Ten years and some significant controversy later, this depiction was considered by the publishers to no longer be suitable, so the Oompa Loompas were changed. Although most of his stories have stood the test in time, it’s always good to remember that writers are real people, products of their time, and don’t always get it right.
“Charlie and the Chocolate Factory” is a timeless story about social inequality with a clear moral that being wealthy doesn’t make you a good person, and being successful doesn’t guarantee you’ll raise your kids well. It’s also a wonderful story about how sometimes you have to suspend logic to enjoy magic.

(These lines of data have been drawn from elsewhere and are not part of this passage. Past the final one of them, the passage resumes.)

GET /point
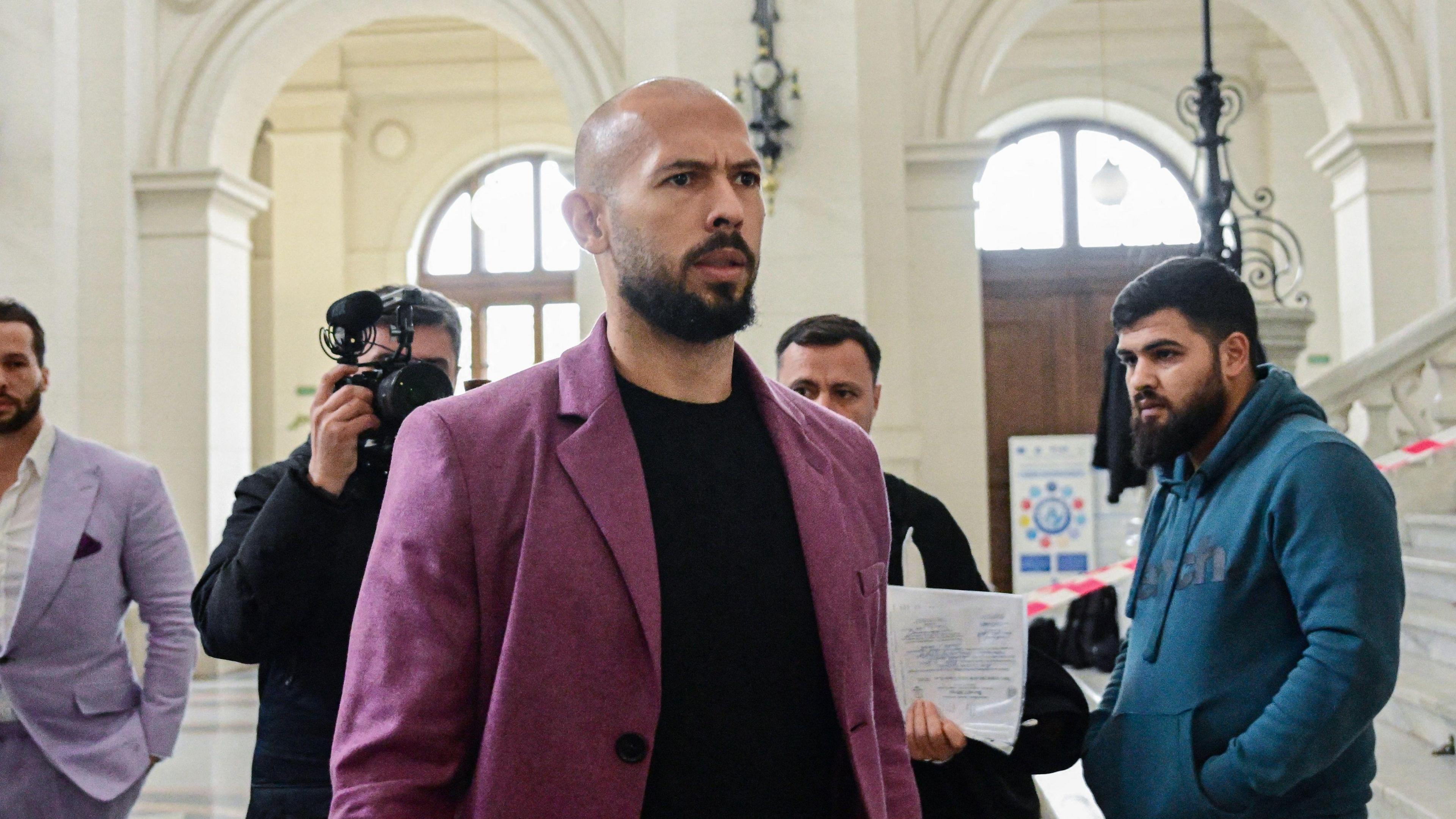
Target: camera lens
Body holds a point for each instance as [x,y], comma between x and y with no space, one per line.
[408,388]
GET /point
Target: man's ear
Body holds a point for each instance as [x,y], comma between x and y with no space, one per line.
[584,215]
[1237,355]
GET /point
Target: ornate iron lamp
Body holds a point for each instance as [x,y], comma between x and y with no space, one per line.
[764,83]
[1274,260]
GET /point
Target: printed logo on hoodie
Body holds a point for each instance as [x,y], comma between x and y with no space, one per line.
[1205,564]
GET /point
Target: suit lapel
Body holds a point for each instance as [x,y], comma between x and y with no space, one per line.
[603,464]
[822,535]
[66,506]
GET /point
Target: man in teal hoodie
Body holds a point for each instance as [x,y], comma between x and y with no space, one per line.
[1269,588]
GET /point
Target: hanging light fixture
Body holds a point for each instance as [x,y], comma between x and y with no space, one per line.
[761,91]
[1110,184]
[1274,261]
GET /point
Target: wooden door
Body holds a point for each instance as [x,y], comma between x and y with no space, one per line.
[1047,320]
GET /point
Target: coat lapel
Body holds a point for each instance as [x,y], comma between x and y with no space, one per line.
[833,580]
[66,506]
[603,464]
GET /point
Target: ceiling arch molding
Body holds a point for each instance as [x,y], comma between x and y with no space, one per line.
[241,53]
[1365,64]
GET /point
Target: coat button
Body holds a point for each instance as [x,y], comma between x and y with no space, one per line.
[631,748]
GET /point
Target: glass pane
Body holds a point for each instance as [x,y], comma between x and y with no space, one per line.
[1020,197]
[510,340]
[449,253]
[466,347]
[503,209]
[560,248]
[561,329]
[1154,212]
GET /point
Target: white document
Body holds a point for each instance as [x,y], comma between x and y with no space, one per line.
[966,652]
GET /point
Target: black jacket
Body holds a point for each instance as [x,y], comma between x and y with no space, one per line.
[982,782]
[280,592]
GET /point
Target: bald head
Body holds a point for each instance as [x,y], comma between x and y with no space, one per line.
[622,129]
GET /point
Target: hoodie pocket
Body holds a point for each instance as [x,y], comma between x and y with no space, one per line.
[1141,767]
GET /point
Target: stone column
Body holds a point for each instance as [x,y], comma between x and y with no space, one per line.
[193,388]
[308,143]
[1384,226]
[1439,27]
[946,288]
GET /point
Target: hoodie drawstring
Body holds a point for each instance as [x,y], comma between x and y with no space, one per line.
[1151,655]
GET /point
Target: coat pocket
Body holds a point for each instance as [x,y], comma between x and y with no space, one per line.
[1141,767]
[871,586]
[94,699]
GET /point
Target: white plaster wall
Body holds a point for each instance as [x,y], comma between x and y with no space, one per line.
[97,91]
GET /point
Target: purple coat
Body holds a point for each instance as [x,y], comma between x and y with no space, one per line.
[107,537]
[509,630]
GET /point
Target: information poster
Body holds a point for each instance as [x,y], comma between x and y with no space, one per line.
[1053,525]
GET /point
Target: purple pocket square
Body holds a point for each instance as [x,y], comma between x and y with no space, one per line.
[88,547]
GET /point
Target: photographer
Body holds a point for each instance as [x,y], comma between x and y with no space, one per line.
[280,589]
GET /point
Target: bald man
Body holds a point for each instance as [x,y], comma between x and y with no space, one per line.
[643,579]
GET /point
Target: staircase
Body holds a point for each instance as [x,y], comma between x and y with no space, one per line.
[1401,391]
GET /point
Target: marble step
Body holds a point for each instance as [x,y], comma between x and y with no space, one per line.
[1425,701]
[1409,782]
[1432,535]
[1430,578]
[1429,629]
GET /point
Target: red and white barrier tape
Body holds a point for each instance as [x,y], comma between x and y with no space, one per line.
[1419,451]
[1062,594]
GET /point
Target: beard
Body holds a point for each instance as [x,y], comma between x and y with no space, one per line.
[1155,443]
[660,295]
[24,413]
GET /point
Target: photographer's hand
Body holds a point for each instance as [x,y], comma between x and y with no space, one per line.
[338,417]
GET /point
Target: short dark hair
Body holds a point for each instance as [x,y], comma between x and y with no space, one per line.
[437,311]
[12,311]
[1208,292]
[830,331]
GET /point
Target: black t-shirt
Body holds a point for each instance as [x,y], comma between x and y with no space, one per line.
[747,726]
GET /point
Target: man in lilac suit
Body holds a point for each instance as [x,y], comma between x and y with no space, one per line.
[641,580]
[83,533]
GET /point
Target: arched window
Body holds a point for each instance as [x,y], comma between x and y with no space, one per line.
[500,247]
[1068,213]
[1083,185]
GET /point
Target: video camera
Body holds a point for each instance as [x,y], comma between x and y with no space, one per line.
[400,385]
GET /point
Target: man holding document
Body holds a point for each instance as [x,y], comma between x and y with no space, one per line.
[835,362]
[640,580]
[1269,589]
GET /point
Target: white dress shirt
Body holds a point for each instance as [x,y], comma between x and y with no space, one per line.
[19,514]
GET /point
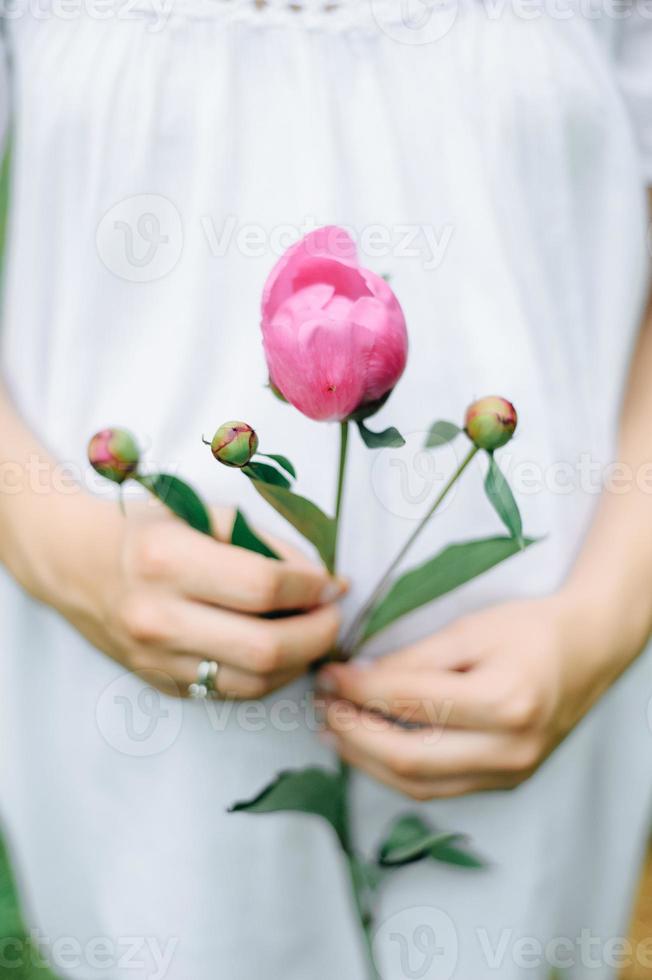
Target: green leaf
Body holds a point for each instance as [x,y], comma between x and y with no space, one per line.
[22,958]
[411,839]
[388,438]
[452,567]
[441,433]
[283,462]
[502,498]
[266,474]
[317,791]
[305,516]
[180,498]
[242,536]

Today marks 100 years since the famous children’s author Roald Dahl was born. I’ve been on a bit of a Roald Dahl Read-a-thon and I’ve been aiming to read 7 of his books before the anniversary of his birthday. I managed to get through all 7 in the nick of time, and number 4 was “The BFG”. Interestingly, Danny’s father in “Danny the Champion of the World” tells him stories about the BFG, and it’s kind of nice seeing how Dahl’s stories cross over. This book has also recently been adapted into a live action film.
“The BFG” by Roald Dahl is about a little girl called Sophie who lives in an orphanage in London. Unable to sleep one night, she spies a strange giant sneaking around the streets doing something mysterious. Startled about being seen, the Big Friendly Giant snatches Sophie from her bed and takes her back to Giant Land where she makes some terrible discoveries about the other giants. Even though she’s very small, Sophie hatches a big plan and she and the BFG work together to save the children of the world.
This book is a good companion book to “The Witches“. Instead of grotestque women who hate children, you have giant grotesque men who eat children. Instead of an orphan boy and his grandma who save the day with ingenuity, you have an orphan girl and her giant friend who save the day with ingenuity. Also like “The Witches”, this book (despite being a children’s book) talks about children dying which I found quite confronting. Dahl doesn’t baby his readers. Decisions have real consequences, and this book deals with choices between effective action and ineffective action.
Although perhaps not my favourite of his children’s stories, “The BFG” is a robust, funny and at times serious book about how you don’t have to be big to be a hero.